Liu Xiaobo: 'No Enemies, No Hatred,' Only Courage
When Chinese dissident Liu Xiaobo was awarded the Nobel Peace Prize in 2010, an empty chair took his place on stage in Oslo. The guest of honor was serving an 11-year prison sentence for what the Chinese government deemed "incitement to subvert state power."
"I hope that I will be the last victim in China's long record of treating words as crimes," Liu wrote in a statement he prepared for his 2009 sentencing. "Free expression is the base of human rights, the root of human nature and the mother of truth. To kill free speech is to insult human rights, to stifle human nature and to suppress truth."
Imprisonment has silenced Liu's voice but not his writing. A new collection of his essays and poems, No Enemies, No Hatred (edited by Perry Link, professor at the University of California, Riverside), has recently been published. The book's title comes from the end of that statement Liu read at his trial in 2009. Link says Liu draws his nonviolent philosophy from leaders such as Mohandas Gandhi, Martin Luther King and Vaclav Havel.
"He wanted to make the point that the crux of the matter is not bad people; it's a bad system," Link tells NPR's Melissa Block. "He went out of his way in this statement to say, 'The police that arrested me and the prosecutors who prosecuted me and the judges who sit before me today are not my personal enemies. It's the system that traps them and me that we have to attend to.'"
Liu has been fighting on behalf of democracy in China for decades.

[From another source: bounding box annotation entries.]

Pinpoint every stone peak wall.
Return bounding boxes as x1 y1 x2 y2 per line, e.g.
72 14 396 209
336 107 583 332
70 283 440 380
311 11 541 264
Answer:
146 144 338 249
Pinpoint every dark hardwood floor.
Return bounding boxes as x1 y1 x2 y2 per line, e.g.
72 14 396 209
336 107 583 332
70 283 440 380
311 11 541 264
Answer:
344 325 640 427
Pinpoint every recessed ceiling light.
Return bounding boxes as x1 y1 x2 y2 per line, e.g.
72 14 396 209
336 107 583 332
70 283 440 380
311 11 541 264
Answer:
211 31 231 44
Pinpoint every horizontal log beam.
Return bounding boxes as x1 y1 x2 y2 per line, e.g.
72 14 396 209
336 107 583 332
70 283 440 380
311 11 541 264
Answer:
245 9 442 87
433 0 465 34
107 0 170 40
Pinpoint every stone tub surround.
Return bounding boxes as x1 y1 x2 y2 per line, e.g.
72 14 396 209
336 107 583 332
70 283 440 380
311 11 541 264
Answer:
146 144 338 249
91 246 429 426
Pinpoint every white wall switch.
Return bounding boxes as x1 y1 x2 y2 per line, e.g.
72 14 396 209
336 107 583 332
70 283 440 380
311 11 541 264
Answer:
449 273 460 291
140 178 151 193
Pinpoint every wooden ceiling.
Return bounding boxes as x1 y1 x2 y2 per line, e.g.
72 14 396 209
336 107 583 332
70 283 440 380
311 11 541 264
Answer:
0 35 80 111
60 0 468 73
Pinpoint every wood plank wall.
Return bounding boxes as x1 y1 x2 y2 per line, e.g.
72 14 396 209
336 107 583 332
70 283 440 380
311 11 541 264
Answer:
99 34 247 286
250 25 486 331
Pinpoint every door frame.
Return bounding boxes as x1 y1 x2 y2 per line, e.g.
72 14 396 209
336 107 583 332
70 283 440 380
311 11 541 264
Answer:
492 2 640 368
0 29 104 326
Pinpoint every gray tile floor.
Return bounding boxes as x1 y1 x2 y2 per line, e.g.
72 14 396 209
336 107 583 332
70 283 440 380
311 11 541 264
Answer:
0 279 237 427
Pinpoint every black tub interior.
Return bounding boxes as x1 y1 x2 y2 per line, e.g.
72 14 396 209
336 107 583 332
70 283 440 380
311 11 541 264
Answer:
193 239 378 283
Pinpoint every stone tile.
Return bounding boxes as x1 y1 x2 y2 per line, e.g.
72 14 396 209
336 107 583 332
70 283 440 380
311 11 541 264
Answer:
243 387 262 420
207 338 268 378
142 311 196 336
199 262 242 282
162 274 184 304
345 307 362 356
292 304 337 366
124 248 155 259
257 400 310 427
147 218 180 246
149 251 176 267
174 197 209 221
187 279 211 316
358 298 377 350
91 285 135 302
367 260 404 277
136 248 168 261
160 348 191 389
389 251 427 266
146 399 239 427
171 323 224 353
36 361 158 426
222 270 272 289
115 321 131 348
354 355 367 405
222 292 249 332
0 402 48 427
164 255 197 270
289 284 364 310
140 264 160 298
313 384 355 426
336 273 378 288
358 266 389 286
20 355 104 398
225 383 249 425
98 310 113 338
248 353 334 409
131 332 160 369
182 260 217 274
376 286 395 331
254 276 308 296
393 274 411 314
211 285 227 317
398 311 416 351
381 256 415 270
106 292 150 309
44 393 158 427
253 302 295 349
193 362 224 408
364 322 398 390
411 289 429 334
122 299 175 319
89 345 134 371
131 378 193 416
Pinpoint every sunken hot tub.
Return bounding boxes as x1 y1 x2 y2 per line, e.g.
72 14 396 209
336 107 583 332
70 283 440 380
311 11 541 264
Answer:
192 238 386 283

In 1989, he returned to Beijing from the United States to participate in the Tiananmen Square protests. He escaped the massacre physically unscathed but plagued by survivor's guilt.
In an essay from 2003, Liu writes:
Even though Liu negotiated a way for students to exit the square unharmed, Link senses that the activist is still haunted by his next actions.
"He escaped to the diplomatic quarter and took refuge in the home of a foreign friend," Link says. "Later he learned that other — as he calls them — 'ordinary' — Chinese stayed on the streets, tried to rescue the wounded and sometimes paid, themselves, with their lives for doing so. So he's been very, very hard on himself for that point."
Though most of his writing is critical of the state, not all of it has landed Liu in hot water with the Chinese government. The primary document that led to his imprisonment was "Charter 08," a pro-democracy manifesto published in December 2008.
"The crucial part of 'Charter 08,' in the view of the authorities in Beijing, was its call for an end to one-party rule," Link says. "Liu Xiaobo does not call for an end to the Communist Party. His view is that, yes, you can compete with others. But the crucial point is that you need to compete with others and other parties should be allowed to exist and operate. And the Communist Party of China can't swallow that."
In one of the essays included in No Enemies, No Hatred, Liu despairs over China's lack of a moral leader — someone who could inspire the public like Vaclav Havel did during the Czech Revolution. Link believes Liu could potentially fill that role, but points out that the dissident is not very well known in his home country due to state censorship. After the 2010 Nobel ceremony, if Chinese people searched for the phrase "empty chair" on the Internet, they'd find nothing. Chinese censors had banned it.
Link argues that such thorough censorship "shows that the government authorities themselves are as clear as anybody on the fact that if "Charter 08" and his other essays got out, they would have a tremendous positive reception." Already Link suspects that Liu's profile surged after being awarded the Nobel: His blogs grew in readership and websites "were pummeled with inquiries" about him.
Little is known about the conditions of Liu's imprisonment. His communication with the outside world has been completely blocked. If forced to serve his full sentence, Liu won't be released until June 2020.